How does a horse see? What about a fish?
These were some of the questions asked of and by students attending the World Sight Day vision fair at Baltimore’s Henderson-Hopkins School on Oct. 10. The fair was staffed by a volunteer team of Johns Hopkins research assistants, students and post-doctoral fellows from the Wilmer Eye Institute and the schools of education, medicine and public health, along with volunteers from the Vision for Baltimore program, which hosted the event.
By 8:30 a.m., the Henderson-Hopkins auditorium was filled with students, teachers, a few parents and many Vision for Baltimore volunteers. Everyone gathered to hear remarks from Johns Hopkins University President Ronald Daniels, Baltimore Mayor Jack Young and others connected with the effort. “What’s so great is how many different organizations have coalesced around getting Vision for Baltimore off the ground,” Daniels told the crowd before ticking off names of the public, private and philanthropic organizations that have contributed to the effort.
The program, a collaboration among The Johns Hopkins University, Baltimore City Public Schools, the Baltimore City Health Department, the nonprofit Vision to Learn and eyewear retailer Warby Parker, aims to provide all pre-K through eighth-grade city school students with vision screenings, and eye exams and glasses as needed. The 2019–20 school year is the public-private partnership’s fourth year.
When the speakers finished addressing the crowd, students in grades three through six rotated through interactive stations that had names such as Visual Acuity, Optical Illusions and Color Vision. At the Meet the Eye Doctor station, Oded Lagstein, M.D., a pediatric ophthalmology fellow at the Wilmer Institute, showed students a model of an eye and demonstrated some of the tools used to assess eye health. Then the students took turns trying out the tools.

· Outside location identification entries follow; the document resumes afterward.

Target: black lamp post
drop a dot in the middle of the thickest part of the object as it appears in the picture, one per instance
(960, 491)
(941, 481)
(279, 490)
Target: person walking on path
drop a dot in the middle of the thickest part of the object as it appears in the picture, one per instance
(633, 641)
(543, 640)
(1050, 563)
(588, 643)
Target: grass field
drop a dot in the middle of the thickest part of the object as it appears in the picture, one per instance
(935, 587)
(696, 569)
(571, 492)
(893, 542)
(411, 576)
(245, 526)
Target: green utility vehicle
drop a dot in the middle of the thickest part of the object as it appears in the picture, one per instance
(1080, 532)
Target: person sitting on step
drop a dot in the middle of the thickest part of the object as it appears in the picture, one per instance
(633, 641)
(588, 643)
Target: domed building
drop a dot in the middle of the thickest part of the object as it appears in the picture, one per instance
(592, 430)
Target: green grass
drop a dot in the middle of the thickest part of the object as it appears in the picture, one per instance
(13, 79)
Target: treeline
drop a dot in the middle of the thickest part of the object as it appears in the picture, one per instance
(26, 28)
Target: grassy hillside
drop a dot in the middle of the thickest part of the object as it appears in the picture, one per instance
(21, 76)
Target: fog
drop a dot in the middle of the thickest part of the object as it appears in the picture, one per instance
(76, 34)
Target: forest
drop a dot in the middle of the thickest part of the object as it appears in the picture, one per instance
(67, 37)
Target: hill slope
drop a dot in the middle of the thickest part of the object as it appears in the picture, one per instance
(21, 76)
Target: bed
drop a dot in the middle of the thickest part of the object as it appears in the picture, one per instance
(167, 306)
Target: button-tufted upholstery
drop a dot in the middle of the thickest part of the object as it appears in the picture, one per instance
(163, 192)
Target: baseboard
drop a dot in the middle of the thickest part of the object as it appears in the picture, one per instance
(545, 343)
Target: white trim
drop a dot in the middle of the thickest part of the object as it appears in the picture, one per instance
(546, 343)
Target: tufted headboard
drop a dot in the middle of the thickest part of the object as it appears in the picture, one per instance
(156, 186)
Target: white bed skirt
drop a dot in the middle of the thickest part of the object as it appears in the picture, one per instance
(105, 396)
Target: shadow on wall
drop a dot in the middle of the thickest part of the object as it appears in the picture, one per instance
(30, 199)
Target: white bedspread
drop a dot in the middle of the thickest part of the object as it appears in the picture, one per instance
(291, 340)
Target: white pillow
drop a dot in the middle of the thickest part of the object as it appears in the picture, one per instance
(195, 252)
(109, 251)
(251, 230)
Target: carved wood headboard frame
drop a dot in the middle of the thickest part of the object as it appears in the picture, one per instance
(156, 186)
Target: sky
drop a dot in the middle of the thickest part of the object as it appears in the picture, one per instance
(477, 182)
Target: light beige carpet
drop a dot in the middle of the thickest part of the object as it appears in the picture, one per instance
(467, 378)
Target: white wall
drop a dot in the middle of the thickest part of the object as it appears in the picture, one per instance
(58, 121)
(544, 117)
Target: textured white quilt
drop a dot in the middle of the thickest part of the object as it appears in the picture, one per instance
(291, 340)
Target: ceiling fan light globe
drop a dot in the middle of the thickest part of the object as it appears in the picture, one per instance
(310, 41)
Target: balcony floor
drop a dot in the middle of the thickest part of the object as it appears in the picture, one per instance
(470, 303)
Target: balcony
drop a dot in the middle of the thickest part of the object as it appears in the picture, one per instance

The vision fair is part of an effort to educate students, teachers and parents about vision health and to create awareness of the Vision for Baltimore program. Wilmer pediatric ophthalmologist Megan Collins, who leads Johns Hopkins’ involvement in the partnership, says that in previous years, students who failed a preliminary vision screening took home a consent form to be signed and returned to school so they could get an eye exam. But Collins estimates that only about half of the students returned the forms. “That was leaving approximately 9,000 kids who needed eye exams without,” she says. In 2015, Collins was part of a research group at Johns Hopkins that examined the impact on academic performance — specifically reading — of providing glasses to kids who need them. “We know that students who can’t read by the end of third grade sort of fall off the curve,” she says.
This year, Vision for Baltimore began sending consent forms home with every student at the beginning of the school year. The organization also extended its outreach to the community through efforts such as the vision fair.To date, Vision for Baltimore has provided over 50,000 vision screenings, 9,000 eye exams and 7,000 pairs of glasses to city students in more than 140 schools. Collins is thrilled that all of the partners have agreed to continue supporting the program, which hopes to extend its impact to include students through grade 12 in future years.